Per dare una risposta soddisfacente al quesito, “Living Things” deve essere ascoltato tutto d’un fiato e piuttosto attentamente. L’ultimo nato dei Linkin Park è uno di quei dischi che se ascoltati in maniera frettolosa può solo irritare, trovando al massimo due o tre brani buoni che inevitabilmente coincidono coi potenziali singoli (la tripletta iniziale composta da “Lost In The Eco”, “In My Remains” e “Burn It Down”). Nella commistione di elettronica, campionamenti a volte martellanti e nelle inaspettate sferzate alquanto violente di strumenti più “tradizionali” trovano conferma le parole di Mike Shinoda quando, per presentare l’album in esame, affermava nei mesi scorsi di aver stabilito una sorta di “connessione” con l’esordio “Hybird Theory”. Attenzione però: Chester Bennington e soci non hanno riabbracciato la furia sonora e giovanile degli esordi, quanto piuttosto l’energia intrinseca alla furia stessa, metabolizzandola e rielaborandola secondo il gusto e la mentalità odierna (d’altronde i Nostri non hanno più vent’anni).
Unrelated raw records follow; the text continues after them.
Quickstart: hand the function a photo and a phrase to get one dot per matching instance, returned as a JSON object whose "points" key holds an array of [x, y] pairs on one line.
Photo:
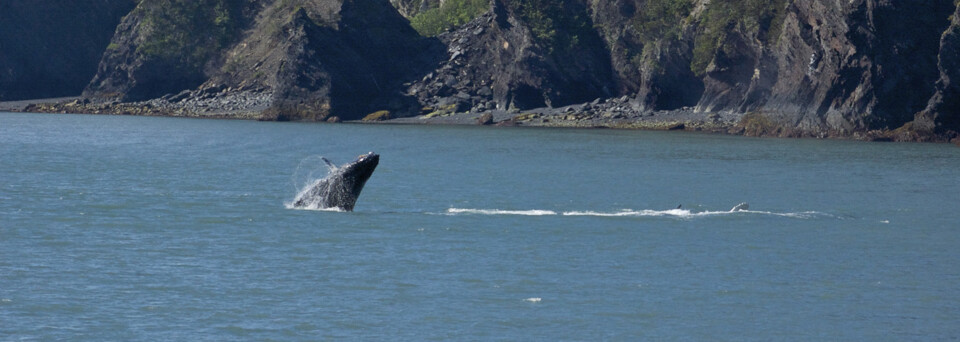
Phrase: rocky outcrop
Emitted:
{"points": [[50, 48], [497, 61], [875, 69], [942, 115]]}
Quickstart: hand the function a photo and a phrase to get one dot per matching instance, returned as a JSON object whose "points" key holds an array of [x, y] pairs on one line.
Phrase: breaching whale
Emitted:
{"points": [[341, 187]]}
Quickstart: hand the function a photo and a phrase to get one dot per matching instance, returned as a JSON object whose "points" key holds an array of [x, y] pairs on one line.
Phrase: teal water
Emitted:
{"points": [[135, 228]]}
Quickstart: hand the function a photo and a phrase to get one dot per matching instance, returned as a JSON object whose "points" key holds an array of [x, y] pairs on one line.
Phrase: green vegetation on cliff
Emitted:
{"points": [[555, 24], [187, 31], [452, 14], [761, 17]]}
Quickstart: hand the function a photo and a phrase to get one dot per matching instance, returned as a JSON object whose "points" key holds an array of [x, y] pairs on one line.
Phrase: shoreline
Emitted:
{"points": [[609, 113]]}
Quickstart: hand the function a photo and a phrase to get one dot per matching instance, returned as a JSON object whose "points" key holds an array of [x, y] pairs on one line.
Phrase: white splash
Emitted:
{"points": [[501, 212], [677, 213]]}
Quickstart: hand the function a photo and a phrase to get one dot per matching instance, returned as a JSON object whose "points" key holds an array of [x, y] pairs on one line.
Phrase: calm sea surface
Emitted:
{"points": [[157, 229]]}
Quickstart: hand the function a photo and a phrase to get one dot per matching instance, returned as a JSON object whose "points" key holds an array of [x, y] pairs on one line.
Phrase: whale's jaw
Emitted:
{"points": [[341, 188]]}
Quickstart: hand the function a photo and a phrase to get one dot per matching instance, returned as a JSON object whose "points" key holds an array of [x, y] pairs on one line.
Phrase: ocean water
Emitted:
{"points": [[144, 229]]}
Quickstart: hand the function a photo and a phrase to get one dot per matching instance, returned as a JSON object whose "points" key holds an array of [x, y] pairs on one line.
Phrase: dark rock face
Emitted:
{"points": [[942, 114], [836, 66], [496, 62], [50, 48], [788, 68]]}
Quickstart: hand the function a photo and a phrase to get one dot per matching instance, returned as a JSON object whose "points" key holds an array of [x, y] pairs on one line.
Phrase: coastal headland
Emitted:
{"points": [[861, 69]]}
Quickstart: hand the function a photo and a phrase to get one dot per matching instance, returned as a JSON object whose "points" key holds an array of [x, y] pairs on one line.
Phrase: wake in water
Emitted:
{"points": [[740, 209]]}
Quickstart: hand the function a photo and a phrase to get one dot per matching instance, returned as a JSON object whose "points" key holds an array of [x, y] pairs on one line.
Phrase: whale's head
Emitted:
{"points": [[359, 171]]}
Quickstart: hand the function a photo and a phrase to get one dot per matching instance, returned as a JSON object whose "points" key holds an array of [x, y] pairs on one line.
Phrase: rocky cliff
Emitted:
{"points": [[50, 48], [880, 69], [289, 60]]}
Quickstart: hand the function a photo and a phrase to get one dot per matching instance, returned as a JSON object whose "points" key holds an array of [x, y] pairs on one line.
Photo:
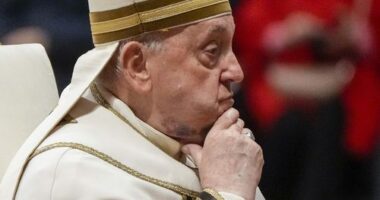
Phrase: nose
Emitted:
{"points": [[232, 71]]}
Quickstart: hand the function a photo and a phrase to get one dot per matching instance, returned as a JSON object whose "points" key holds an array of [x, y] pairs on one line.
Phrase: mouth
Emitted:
{"points": [[225, 104]]}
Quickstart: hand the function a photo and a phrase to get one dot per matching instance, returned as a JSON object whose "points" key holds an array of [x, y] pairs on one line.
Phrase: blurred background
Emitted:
{"points": [[311, 91]]}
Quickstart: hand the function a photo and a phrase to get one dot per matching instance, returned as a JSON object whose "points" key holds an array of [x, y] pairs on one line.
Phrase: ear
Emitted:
{"points": [[133, 60]]}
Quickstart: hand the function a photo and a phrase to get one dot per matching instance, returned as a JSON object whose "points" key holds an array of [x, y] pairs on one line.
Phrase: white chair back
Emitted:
{"points": [[28, 93]]}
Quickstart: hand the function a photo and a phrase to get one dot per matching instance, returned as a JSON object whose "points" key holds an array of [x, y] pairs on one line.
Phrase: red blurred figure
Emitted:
{"points": [[303, 55]]}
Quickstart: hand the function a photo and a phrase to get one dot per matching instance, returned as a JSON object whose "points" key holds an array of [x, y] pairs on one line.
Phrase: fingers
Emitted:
{"points": [[194, 151], [227, 119]]}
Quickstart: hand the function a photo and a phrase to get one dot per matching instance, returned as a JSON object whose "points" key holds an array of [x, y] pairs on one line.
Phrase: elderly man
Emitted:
{"points": [[148, 114]]}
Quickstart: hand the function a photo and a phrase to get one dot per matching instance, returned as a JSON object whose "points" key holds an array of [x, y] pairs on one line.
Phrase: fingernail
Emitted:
{"points": [[231, 113]]}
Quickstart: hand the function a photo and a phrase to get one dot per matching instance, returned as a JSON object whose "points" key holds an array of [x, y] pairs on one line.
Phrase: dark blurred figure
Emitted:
{"points": [[61, 26], [312, 92]]}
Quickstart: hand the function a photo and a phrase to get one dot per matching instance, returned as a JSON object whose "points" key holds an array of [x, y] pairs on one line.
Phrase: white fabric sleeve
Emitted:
{"points": [[230, 196]]}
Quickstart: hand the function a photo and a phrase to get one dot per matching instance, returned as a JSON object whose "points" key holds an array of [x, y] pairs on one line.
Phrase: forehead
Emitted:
{"points": [[218, 25]]}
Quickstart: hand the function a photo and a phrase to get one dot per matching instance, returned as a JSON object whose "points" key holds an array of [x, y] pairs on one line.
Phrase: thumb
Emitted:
{"points": [[194, 151]]}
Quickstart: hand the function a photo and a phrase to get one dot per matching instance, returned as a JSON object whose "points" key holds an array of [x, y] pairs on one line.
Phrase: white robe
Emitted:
{"points": [[69, 172]]}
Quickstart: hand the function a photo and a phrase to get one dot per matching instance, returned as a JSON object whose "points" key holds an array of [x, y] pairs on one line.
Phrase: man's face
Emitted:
{"points": [[191, 77]]}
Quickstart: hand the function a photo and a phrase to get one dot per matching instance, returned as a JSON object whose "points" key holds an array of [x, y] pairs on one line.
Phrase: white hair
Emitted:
{"points": [[152, 40]]}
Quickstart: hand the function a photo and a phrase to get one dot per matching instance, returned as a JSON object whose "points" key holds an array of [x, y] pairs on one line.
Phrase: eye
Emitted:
{"points": [[212, 50]]}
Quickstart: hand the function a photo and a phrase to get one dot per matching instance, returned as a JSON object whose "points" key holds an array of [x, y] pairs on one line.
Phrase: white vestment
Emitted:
{"points": [[96, 154]]}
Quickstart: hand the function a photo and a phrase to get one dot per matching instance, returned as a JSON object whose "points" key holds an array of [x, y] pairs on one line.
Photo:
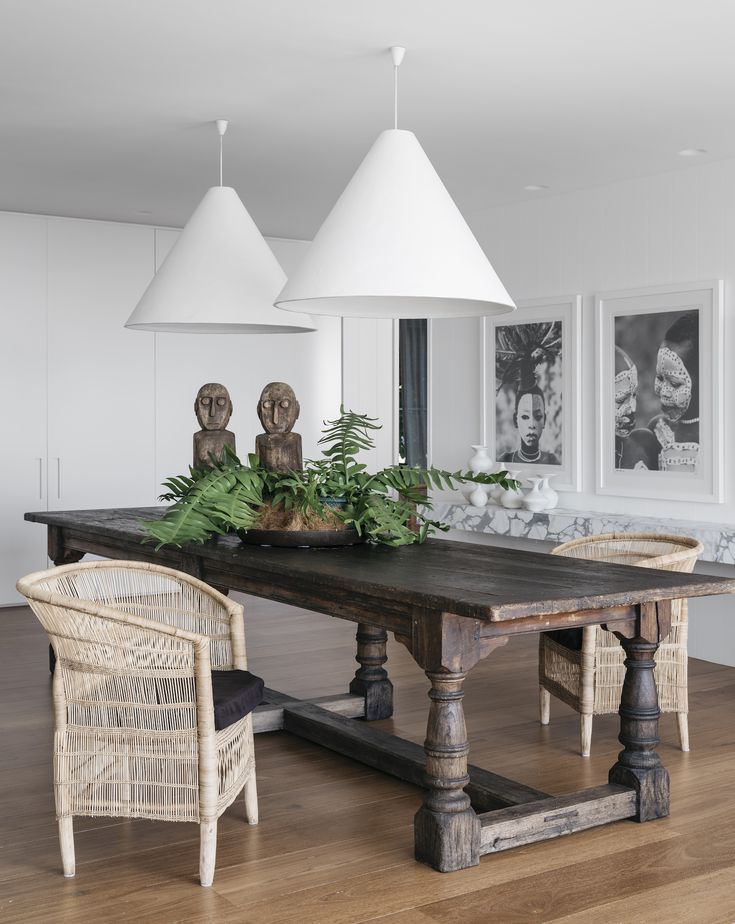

Questo costituisce il piccolo balzo in avanti cui sopra: in un certo senso, “Living Things” è l’album che più si avvicina all’animo originario della band, dato che l’elettronica, pur rimanendo padrona della scena, spesso si innesta molto meglio che in passato con gli strumenti più tradizionali, questi ultimi finalmente tornati a respirare un po’ di più.


Ovviamente la produzione è ottima, tutto è studiato nei minimi dettagli, anche se onestamente in alcuni punti un minor uso di auto - tune sarebbe stato molto gradito. Tutto bene quindi? No, perché ora dobbiamo parlare del passo indietro compiuto, o meglio, del passo in avanti mancato. A fronte di un sapiente recupero degli elementi che avevano caratterizzato i primi Linkin Park e di una conseguente lodevole genuinità, parte dell’album soffre di una inconsistenza di fondo marcata. La prima metà si regge su potenziali singoli e sull’evocativa “Castle Of Glass”, ma non cattura l’attenzione dall’inizio alla fine in maniera costante; la sorprendente seconda parte, decisamente più evocativa ed ispirata, ha in sé “Until It Breaks”, brano sì ben concepito, ma che stilisticamente spezza un po’ troppo l’atmosfera altrimenti suggestiva che culmina con la bella e conclusiva “Powerless”.


A conti fatti, i Linkin Park hanno trovato un buon equilibrio sonoro e stilistico, magari non ancora perfetto fino all’ultimo dettaglio, ma decisamente convincente. Tutto ciò purtroppo non coincide con una solidità strutturale a livello di album che invece al quinto capitolo discografico ci si aspetterebbe. Non pessimo, non un capolavoro. Soprattutto, non quel passo in avanti così decisivo come ci si sperava. “Living Things” rimane un disco godibile, ma dopo qualche tempo qualcuno di voi non si dovrà sorprendere molto se riporrà il CD sulla mensola, o se lascerà gli mp3 lì, da qualche parte nell’hard disk.